John Maddock — Mon, 15 Jun 2015 07:53:36 GMT

Thanks for the report.

Can you give me a concrete example that underflows too soon? I'm having trouble finding one testing random values.

Adding lbeta may well be useful: although in your example I would expect cancellation errors to dominate for large arguments. You could also break the expression down into lgamma calls - if the arguments are related you well get a lot of algebraic simplification that way too?

Mon, 15 Jun 2015 08:49:27 GMT

Here are some mu/rho values that generate large values for the coefficient alpha/beta (alpha = mu*(1-rho)/rho and beta = (1-mu)*(1-rho)/rho)):

mu = 0.959234 rho = 2.73072e-5 a (alpha) = 35126.55 b (beta) = 1492.826

=> expected log(beta(a,b)): l_beta(a, b) = -6241.592

Performing the calculation in the logarithm scale reduces the cancellation errors as it involves adding/subtracting quantities and only taking the exp of the sum at the end instead of multiplying/dividing very large/small numbers.

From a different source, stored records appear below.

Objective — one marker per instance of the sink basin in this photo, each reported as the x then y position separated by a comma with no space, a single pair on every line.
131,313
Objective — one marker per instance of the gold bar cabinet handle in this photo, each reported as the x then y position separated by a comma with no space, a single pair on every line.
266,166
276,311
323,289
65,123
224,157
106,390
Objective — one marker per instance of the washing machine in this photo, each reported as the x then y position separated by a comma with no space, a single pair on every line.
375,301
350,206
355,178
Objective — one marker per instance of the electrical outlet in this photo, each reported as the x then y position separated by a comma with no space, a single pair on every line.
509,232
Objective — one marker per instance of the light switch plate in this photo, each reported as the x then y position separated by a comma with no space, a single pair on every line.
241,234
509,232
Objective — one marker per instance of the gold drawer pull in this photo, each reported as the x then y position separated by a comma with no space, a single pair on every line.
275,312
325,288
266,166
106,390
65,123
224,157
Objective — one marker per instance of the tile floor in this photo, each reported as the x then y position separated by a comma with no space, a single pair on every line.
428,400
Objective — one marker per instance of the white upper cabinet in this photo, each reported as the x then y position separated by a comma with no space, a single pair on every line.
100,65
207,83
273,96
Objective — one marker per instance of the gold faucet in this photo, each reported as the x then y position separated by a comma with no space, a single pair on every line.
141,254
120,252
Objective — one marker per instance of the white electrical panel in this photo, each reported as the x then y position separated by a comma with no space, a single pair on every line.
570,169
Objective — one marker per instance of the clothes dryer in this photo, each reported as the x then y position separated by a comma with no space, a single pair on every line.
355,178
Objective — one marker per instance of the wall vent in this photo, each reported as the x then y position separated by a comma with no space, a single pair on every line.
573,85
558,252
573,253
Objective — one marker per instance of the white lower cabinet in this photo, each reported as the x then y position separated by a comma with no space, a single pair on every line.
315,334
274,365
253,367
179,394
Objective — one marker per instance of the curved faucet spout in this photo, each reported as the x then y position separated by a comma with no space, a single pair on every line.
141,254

I'm using the binomial_coefficient and beta functions to compute the beta_binomial distribution (https://en.wikipedia.org/wiki/Beta-binomial_distribution). I.e. in boost notation: pdf(k, beta_binomial_dist(n, a, b)) = exp(l_binomial_coefficient(n, k) + l_beta(a+k,b+n-k) - l_beta(a, b)).

type, summary changed

John Maddock — Mon, 15 Jun 2015 18:18:36 GMT

type Patches → Feature Requests
summary boost::math::beta not working for large a,b values → Beta Binonial Distriction/ log beta / boost::math::beta not usable when the result would be very small

OK, I'm changing this to a feature request, since beta is returning the correct value (0) in the case you give, as the result is outside the range of a double.

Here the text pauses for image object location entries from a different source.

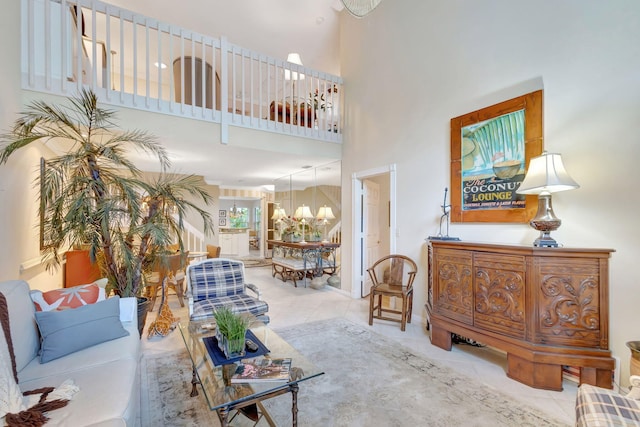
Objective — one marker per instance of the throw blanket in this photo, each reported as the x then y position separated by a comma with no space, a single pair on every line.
28,409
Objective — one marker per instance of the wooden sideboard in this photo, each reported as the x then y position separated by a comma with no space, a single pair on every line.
545,307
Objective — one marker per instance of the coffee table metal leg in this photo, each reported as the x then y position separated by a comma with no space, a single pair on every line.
223,415
294,404
194,382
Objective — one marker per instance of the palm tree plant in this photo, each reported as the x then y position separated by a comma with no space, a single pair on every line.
93,196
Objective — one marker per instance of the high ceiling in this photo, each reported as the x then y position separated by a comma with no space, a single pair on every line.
275,28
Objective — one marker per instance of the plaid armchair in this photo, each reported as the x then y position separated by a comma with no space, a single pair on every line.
217,282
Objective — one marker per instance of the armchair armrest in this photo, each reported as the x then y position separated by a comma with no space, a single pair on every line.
255,289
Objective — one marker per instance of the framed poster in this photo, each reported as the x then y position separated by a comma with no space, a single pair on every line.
490,152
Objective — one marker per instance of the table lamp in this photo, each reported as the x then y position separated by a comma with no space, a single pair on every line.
303,213
546,175
325,214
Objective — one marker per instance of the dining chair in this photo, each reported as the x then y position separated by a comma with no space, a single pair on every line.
392,276
172,268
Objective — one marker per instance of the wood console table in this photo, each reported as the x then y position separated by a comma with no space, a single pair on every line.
545,307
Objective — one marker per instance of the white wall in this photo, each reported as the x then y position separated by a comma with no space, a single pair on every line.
411,66
19,223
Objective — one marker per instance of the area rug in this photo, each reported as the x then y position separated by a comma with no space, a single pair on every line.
167,378
369,380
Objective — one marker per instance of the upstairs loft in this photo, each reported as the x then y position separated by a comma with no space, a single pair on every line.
133,61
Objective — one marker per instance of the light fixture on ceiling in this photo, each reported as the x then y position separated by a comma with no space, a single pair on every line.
234,212
325,214
546,175
278,215
303,213
360,8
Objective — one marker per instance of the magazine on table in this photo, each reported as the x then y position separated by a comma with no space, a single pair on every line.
262,369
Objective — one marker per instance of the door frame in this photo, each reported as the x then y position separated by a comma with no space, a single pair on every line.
359,270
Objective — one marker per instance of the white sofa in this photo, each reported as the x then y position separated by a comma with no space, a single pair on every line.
107,374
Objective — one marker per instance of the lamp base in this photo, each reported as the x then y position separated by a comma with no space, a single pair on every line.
545,222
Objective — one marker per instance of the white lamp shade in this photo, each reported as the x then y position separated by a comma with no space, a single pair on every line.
325,212
303,212
293,58
546,174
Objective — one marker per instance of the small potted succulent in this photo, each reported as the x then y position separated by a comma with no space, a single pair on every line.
231,330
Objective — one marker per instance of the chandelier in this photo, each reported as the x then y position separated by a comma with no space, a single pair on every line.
234,212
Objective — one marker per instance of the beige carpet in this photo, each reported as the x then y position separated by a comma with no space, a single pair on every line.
369,381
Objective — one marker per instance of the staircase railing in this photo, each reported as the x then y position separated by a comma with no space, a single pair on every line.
135,61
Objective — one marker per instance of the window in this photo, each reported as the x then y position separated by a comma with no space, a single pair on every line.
240,219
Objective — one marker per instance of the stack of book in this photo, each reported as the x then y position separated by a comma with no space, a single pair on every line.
262,369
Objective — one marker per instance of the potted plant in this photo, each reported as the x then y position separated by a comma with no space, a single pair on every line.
93,196
231,330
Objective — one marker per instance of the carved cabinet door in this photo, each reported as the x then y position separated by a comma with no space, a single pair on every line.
570,304
452,284
500,296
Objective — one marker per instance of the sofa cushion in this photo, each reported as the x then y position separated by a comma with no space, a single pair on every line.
65,298
68,331
24,331
109,393
125,348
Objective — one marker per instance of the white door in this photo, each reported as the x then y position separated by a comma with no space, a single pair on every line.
371,229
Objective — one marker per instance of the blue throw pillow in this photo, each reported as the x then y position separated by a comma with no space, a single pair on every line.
67,331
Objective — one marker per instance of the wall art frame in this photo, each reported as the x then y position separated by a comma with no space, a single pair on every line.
490,153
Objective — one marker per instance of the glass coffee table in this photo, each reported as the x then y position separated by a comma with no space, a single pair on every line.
225,397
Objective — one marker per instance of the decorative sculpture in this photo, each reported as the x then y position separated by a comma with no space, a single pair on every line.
446,209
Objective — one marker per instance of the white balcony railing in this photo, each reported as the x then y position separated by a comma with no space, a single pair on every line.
138,62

If you expect less error from using logs then you will be *very* disappointed: exp(a-b) is the classic example that *causes* cancellation error. In the extreme case where a and b are close in value, you will get no significant digits correct in the result. This is true, even when a and b are correct to 0.5ulp - and typically they will have much larger error than that. This is why we go to great lengths to avoid computing via logs everywhere in Boost.Math - the errors produced are typically several orders of magnitude lower.

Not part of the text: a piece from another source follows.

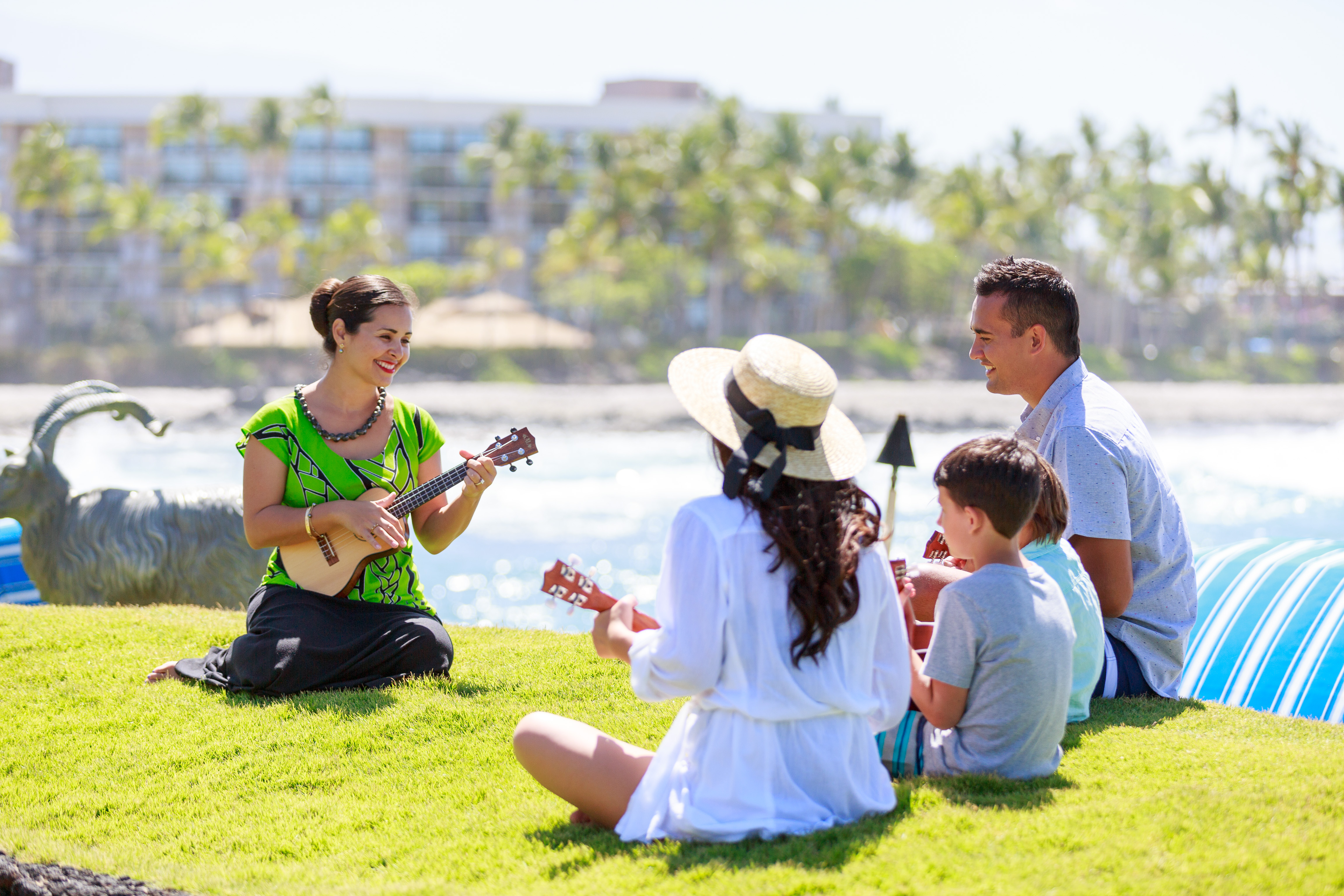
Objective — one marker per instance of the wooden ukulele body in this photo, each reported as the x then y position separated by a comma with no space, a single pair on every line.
334,562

However, without investigating this much more in depth than I have time for at present, it does look like you're stuck with logs, suggest you use the alternate form listed here: http://www.wolframalpha.com/input/?i=Binomial[n%2Ck]+*+Beta[k%2Ba%2C+n-k%2Bb]+%2F+Beta[a%2Cb] and use lgamma (check I typed the equations correctly though!!) You will also need to do a very careful error analysis to make sure the results aren't garbage.

Mon, 15 Jun 2015 18:35:30 GMT

Yes, it is true if a is very close to b. But in my case, it is not a problem, as it is taken care of before (limits check).

Thank you for suggesting lgamma, I didn't see this function before. I will check it tomorrow.

Thanks again.

status changed; resolution set

John Maddock — Tue, 31 Jul 2018 17:36:27 GMT

status new → closed
resolution → obsolete